The next generations of PCIe are becoming so demanding that Intel is now designing techniques to reduce the bus speed, or even the width of the PCIe link, to prevent devices from overheating. Intel has been developing a Linux PCIe bandwidth controller driver designed to keep thermals in check since last year, reports Phoronix. That work includes plumbing in new mechanisms for PCIe 6.0.
The source of increasing temperatures for PCIe devices is pretty simple—the devices run faster to saturate the faster bus, thus generating more heat. As the PCIe bus gets faster, it becomes more demanding of signal integrity and less tolerant of signal loss, which is often combated by improving encoding or increasing clocks and power, with the latter two creating extra heat.

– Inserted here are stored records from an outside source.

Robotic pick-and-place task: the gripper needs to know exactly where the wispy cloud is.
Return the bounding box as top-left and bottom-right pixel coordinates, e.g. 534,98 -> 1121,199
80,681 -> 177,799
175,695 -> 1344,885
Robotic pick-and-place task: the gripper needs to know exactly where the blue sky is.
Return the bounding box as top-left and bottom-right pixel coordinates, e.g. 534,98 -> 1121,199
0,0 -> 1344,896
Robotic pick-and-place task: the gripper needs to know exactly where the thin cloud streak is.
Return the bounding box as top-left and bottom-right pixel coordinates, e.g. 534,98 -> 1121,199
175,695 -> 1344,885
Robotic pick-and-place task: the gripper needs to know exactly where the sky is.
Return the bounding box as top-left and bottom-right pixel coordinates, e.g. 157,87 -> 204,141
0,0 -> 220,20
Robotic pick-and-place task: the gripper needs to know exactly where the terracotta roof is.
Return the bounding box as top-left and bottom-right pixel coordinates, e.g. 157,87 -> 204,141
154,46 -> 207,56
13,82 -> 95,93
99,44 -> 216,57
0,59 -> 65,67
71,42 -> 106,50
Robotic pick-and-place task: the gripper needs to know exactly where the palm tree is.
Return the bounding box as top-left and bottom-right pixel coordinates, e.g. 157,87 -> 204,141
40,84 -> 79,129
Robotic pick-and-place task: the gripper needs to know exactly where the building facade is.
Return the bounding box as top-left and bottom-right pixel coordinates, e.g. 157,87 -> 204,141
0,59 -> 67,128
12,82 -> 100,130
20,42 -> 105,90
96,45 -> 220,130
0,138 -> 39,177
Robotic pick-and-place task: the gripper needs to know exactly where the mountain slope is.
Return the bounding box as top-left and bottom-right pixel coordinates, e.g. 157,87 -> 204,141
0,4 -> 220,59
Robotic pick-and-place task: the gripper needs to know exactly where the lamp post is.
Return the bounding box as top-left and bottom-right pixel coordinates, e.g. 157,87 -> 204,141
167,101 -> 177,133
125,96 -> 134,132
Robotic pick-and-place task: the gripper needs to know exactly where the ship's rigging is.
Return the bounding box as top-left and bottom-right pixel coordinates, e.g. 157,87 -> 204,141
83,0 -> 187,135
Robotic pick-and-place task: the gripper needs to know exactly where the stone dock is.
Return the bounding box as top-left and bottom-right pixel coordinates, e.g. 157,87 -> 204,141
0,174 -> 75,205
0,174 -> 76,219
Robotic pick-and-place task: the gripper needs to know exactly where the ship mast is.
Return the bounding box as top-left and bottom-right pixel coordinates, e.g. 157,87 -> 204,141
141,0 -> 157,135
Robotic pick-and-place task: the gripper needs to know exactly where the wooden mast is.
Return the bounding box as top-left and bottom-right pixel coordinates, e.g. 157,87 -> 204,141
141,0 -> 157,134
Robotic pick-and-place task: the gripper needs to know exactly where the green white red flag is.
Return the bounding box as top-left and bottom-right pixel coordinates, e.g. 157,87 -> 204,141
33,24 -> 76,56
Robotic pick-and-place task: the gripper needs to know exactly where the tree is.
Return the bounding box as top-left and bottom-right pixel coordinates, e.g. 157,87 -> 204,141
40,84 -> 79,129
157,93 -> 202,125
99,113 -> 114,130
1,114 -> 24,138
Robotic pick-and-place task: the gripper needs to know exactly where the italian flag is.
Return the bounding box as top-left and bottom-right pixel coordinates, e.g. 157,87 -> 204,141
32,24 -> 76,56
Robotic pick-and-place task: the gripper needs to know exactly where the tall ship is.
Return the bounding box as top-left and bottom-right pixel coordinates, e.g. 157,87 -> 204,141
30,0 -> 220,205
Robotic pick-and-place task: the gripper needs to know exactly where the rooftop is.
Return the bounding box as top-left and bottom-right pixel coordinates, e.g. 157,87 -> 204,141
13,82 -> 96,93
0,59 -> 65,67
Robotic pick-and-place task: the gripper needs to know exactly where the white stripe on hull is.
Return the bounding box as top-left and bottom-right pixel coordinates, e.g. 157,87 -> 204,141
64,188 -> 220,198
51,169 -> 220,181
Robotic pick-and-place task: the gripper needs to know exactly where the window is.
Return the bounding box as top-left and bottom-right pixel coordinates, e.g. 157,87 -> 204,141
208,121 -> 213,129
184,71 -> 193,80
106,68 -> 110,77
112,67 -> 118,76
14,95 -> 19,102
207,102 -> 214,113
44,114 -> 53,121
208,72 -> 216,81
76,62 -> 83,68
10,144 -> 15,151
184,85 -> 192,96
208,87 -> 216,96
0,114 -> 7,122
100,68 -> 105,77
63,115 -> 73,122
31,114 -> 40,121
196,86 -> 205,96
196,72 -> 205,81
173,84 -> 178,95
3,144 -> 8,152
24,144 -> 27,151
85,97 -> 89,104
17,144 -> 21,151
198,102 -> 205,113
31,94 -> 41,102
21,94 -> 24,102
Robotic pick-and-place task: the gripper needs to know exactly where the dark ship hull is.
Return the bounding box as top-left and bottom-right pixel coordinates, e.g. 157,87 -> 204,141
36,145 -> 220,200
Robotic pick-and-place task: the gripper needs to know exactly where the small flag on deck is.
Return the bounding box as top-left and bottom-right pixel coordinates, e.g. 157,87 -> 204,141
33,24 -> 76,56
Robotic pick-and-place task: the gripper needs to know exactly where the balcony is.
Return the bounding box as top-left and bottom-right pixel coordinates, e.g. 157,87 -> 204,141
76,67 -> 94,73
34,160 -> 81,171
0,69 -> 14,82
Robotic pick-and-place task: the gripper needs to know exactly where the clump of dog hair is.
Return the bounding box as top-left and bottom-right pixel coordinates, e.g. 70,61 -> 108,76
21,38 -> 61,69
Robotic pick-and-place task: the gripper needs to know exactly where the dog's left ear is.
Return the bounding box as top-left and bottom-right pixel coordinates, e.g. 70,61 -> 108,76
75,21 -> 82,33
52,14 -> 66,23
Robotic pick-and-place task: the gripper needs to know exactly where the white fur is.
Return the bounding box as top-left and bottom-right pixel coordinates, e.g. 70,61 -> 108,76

The driver's near-term function for PCIe 5.0 is to mitigate thermal issues by reducing PCIe link speeds to keep temperatures in check — this means the bus itself will downshift from its standard 16 GHz frequency to slower speeds to keep heat in the safe zone. This feature ensures the devices can maintain optimal temperatures even under high loads. While the current focus is on controlling the link speed, plans are underway to extend the functionality to manage PCIe link widths (i.e., the number of active PCIe links), which the PCIe 6.0 specification will enable. For instance, a PCIe x16 device could shift down to a x8 or x4 connection to control thermals.
The introduction of PCI 6.0 could present a serious thermal challenge, particularly for GPU servers that use hundreds of PCIe links simultaneously. "This series adds PCIe bandwidth controller (bwctrl) and associated PCIe cooling driver to the thermal core side for limiting PCIe Link Speed due to thermal reasons," Intel's description of the driver reads. "PCIe bandwidth controller is a PCI express bus port service driver. A cooling device is created for each port the service driver finds if they support changing speeds. This series only adds support for controlling PCIe Link Speed. Controlling PCIe Link Width might also be useful but AFAIK, there is no mechanism for that until PCIe 6.0 (L0p) so Link Width throttling is not added by this series."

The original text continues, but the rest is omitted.